No wonder. Print is expensive. Online is kinder to trees, too. Plus, there’s Wikipedia, which has more articles and is free. The other problem with printing something like 32 volumes of information is that the day after you’ve gone to print, some of the words, somewhere on one of those pages, are out of date. You can’t keep up.
Encyclopaedia Britannica is still very much alive, however. (Although at some points in its history it was owned by businesses from the United States, it largely retained its British spellings.) It is still an informational resource but a purely digital one. Knowledge is now via your keyboard, not via the shelf.
This is great. You can still find out what you want to know. What we have lost, though, in the transition from page to screen, is the pleasure of finding out what you didn’t know you wanted to know. If you lifted down a large volume to consult upon the nature of the loris, you might find yourself accidentally alphabetically lost in the lory on the next page, instead, or serendipitously surveying the lynx a little later. The pages somehow opened themselves: you didn’t need to click a link or anything.
We’ve also lost the joy of having our information organised by random alphabetical groupings.

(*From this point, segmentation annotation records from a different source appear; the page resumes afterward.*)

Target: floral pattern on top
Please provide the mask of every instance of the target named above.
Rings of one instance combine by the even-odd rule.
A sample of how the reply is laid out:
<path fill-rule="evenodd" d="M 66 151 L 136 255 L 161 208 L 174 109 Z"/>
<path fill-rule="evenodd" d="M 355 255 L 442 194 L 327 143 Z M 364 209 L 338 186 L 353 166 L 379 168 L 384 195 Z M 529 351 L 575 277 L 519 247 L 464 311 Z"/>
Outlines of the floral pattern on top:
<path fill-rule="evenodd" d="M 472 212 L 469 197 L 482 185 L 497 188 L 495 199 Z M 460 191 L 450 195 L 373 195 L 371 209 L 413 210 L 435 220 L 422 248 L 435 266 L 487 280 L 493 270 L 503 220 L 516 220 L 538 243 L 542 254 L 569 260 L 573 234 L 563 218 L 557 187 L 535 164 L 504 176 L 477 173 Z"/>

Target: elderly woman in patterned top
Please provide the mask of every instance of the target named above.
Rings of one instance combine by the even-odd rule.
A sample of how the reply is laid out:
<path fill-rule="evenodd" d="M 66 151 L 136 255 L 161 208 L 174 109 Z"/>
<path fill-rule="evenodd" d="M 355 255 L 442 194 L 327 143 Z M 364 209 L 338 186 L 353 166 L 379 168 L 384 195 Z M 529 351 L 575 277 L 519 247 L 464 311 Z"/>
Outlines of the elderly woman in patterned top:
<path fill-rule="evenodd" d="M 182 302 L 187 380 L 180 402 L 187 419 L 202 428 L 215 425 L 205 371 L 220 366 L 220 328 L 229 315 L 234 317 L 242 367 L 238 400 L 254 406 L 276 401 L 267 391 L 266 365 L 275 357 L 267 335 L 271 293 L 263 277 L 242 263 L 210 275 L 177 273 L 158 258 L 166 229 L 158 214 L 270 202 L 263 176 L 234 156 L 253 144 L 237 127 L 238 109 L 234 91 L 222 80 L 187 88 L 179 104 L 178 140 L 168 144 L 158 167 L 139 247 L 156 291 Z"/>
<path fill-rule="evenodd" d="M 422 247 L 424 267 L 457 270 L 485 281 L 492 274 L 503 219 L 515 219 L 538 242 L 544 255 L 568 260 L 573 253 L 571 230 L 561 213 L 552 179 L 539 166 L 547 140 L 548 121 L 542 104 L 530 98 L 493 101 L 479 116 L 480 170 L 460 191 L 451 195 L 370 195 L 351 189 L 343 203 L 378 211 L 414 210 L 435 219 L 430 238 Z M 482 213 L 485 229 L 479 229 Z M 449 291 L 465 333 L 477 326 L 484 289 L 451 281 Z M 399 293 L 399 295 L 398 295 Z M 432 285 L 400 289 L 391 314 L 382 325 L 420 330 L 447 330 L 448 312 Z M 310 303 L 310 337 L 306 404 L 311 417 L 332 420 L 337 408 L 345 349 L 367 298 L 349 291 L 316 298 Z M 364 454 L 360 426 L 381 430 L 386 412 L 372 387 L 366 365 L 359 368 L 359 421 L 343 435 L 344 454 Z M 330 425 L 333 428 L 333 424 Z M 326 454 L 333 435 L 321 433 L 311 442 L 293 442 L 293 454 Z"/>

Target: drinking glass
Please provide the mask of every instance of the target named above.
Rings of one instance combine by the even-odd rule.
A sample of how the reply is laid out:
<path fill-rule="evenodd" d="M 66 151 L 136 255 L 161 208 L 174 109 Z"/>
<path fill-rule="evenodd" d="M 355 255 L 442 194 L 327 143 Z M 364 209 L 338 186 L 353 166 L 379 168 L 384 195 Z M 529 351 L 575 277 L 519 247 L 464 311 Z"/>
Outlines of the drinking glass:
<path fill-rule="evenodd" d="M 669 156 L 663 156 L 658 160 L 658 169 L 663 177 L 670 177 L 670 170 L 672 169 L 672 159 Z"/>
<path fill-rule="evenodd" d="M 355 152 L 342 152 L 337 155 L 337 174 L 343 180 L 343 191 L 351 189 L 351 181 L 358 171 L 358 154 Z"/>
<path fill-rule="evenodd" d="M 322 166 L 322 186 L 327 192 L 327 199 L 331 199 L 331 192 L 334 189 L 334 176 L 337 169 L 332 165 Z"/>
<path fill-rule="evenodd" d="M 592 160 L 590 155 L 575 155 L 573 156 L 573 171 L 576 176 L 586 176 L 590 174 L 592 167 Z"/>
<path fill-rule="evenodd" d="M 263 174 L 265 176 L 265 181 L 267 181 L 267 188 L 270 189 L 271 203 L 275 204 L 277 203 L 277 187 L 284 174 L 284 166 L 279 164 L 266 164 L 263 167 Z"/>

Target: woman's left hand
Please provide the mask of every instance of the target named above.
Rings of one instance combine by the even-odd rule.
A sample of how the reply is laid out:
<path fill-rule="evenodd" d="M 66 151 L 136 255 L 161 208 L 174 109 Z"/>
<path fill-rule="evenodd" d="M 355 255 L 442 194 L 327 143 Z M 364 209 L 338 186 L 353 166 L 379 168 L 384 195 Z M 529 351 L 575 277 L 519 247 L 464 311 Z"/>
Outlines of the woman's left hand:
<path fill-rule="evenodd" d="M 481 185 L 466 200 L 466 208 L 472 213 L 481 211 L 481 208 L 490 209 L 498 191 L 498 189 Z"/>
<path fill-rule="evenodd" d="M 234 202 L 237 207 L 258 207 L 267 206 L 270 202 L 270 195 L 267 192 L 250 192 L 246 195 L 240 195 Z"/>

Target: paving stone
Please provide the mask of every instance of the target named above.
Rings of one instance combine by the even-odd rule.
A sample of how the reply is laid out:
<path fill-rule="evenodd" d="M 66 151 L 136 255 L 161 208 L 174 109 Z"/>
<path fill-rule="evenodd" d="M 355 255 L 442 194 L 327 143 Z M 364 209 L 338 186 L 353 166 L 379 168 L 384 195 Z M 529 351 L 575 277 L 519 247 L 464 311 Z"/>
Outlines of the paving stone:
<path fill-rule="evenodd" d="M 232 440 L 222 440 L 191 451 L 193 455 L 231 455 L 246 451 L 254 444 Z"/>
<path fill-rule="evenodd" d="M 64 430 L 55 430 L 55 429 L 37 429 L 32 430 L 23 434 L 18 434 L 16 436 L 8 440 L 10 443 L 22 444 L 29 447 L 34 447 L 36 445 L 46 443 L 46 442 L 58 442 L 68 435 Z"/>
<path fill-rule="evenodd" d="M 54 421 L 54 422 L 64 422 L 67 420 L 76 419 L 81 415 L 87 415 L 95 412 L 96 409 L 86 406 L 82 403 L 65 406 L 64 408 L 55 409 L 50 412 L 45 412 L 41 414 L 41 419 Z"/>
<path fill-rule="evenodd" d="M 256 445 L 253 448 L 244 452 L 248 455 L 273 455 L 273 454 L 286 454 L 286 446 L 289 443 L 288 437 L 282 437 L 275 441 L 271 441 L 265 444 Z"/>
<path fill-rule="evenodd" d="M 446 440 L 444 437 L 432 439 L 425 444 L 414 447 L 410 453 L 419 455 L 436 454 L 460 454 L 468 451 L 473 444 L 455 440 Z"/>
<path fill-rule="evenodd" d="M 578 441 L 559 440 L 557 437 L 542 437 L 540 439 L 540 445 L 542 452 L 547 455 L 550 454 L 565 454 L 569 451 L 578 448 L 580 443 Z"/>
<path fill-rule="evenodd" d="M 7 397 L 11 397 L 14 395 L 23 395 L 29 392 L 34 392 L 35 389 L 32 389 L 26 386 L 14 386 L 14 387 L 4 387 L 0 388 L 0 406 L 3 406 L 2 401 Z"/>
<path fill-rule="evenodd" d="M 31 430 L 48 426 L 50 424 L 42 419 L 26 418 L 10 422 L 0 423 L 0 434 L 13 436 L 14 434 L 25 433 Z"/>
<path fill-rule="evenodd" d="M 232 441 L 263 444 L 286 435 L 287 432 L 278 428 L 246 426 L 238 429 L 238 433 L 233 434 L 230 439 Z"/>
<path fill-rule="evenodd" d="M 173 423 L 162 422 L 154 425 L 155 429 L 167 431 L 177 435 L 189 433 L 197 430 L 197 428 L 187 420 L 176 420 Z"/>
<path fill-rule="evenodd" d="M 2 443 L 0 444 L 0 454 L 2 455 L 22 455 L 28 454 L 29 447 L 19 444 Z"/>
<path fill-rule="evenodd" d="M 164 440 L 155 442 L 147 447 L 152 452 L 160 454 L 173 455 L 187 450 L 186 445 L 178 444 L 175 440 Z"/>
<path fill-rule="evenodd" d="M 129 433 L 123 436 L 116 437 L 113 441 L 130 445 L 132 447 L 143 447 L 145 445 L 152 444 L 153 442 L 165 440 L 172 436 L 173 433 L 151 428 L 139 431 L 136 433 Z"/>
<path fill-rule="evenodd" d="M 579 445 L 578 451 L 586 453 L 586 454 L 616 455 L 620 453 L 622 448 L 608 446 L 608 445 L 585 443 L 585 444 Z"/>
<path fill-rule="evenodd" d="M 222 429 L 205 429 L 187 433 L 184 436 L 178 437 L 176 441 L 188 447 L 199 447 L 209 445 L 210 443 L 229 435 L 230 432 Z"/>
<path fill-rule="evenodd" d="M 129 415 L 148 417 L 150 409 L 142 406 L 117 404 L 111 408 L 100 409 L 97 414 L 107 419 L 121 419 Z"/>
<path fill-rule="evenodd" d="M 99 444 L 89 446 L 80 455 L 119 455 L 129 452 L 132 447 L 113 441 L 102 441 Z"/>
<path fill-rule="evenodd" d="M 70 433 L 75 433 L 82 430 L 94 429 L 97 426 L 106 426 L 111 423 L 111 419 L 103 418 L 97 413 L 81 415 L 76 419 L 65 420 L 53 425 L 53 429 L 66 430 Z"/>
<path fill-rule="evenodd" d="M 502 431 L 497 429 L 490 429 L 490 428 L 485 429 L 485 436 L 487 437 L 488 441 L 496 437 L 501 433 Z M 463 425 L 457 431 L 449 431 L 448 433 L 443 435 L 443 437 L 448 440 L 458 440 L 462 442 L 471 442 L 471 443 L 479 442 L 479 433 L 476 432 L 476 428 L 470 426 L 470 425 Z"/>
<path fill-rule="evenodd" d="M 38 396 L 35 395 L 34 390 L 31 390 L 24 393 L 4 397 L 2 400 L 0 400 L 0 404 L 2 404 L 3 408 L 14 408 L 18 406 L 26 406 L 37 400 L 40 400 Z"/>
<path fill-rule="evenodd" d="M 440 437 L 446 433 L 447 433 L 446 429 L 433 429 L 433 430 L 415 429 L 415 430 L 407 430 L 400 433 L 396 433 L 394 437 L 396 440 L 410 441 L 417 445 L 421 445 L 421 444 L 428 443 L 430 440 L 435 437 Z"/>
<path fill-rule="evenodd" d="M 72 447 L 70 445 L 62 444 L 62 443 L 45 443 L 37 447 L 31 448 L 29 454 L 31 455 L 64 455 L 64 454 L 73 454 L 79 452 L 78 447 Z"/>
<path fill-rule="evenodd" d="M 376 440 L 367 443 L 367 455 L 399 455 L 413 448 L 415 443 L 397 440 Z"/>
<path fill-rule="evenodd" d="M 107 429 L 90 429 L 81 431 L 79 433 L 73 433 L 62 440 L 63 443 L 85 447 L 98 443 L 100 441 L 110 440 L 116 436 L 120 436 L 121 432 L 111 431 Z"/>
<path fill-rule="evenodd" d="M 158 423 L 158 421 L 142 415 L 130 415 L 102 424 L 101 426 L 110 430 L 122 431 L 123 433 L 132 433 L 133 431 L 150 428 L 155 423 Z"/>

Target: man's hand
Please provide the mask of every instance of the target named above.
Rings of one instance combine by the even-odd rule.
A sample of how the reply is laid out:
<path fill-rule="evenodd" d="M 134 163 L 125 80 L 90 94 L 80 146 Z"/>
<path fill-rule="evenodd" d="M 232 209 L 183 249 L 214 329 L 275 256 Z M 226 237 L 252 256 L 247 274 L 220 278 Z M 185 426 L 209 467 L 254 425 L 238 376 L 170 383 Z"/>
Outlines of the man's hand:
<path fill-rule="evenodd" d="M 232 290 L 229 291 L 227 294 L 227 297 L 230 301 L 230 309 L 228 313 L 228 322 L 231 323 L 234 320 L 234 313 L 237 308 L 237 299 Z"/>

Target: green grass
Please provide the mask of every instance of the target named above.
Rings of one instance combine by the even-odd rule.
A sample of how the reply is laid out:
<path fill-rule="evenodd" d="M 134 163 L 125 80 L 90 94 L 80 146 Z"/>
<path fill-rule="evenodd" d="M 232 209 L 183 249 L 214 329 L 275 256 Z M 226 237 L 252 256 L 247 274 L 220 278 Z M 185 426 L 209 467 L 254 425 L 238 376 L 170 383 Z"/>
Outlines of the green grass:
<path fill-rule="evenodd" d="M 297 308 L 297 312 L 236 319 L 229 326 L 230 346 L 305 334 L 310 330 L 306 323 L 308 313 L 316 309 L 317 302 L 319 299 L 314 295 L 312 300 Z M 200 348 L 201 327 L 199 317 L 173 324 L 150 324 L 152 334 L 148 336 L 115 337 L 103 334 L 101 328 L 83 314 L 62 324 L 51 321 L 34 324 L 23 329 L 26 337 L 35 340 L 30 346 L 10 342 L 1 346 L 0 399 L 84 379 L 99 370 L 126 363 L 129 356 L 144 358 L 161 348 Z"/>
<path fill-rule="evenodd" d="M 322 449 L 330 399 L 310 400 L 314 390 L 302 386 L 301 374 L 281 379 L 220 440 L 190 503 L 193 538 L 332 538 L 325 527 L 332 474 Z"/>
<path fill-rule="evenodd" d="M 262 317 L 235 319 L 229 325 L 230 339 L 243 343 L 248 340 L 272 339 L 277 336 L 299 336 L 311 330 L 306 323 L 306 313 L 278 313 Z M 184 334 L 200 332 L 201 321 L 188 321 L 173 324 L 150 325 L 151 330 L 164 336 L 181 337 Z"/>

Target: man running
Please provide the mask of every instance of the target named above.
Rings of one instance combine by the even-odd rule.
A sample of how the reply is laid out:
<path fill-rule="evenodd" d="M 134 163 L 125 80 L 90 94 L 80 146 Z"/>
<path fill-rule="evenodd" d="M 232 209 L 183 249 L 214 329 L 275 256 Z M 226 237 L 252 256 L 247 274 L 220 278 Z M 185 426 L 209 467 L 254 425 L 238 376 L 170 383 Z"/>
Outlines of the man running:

The editors had to chop the final 40,000 articles of the final print edition of the Britannica into 32 volumes of equal size, thus giving us some poetic juxtapositions. Digital editions will never force you into a sudden poetic contemplation of Arctic Biosphere, Chicago Death, Light Metabolism, or Metaphysics Norway.
We’ve also lost the sense that, if you sat down to read these books from cover to cover — as several people did — then you might congratulate yourself that you now knew everything it was important to know. People of learning, the editors, had mulled and muttered over what was essential. If you didn’t know anything about Kardashians, say, then that was because Kardashians simply weren’t important. What was in those books was what mattered, and you could tell it mattered because each book weighed so much (about four pounds per volume). (Yet less likely than your computer to break if you dropped it.) “Here it is,” you could say. “Here is everything I need to know.” On the other hand, you never get to the end of the internet.
There’s something comforting about having a set of encyclopaedias. The government can’t suddenly switch off your access to them, for example. The articles — all written by experts, too, not some random person with too much time on their hands — can’t suddenly be overwritten by an enthusiastic amateur who relies on popular, sometimes widespread, yet incorrect information to correct the “facts”.
Ernest Shackleton knew the value of a set of encyclopaedias. He took two sets of the Britannica with him on his Antarctic expedition. When you’re trapped on a polar ice-cap for six months, turns out printed matter can keep you sane, as well as become extraordinarily versatile.
Also, on the day that the electricity runs out, those of us with knowledge organised in random paper chunks in alphabetical order will still be able to light a candle — possibly with the pages themselves — and read a useful article called “How to Make More Candles”.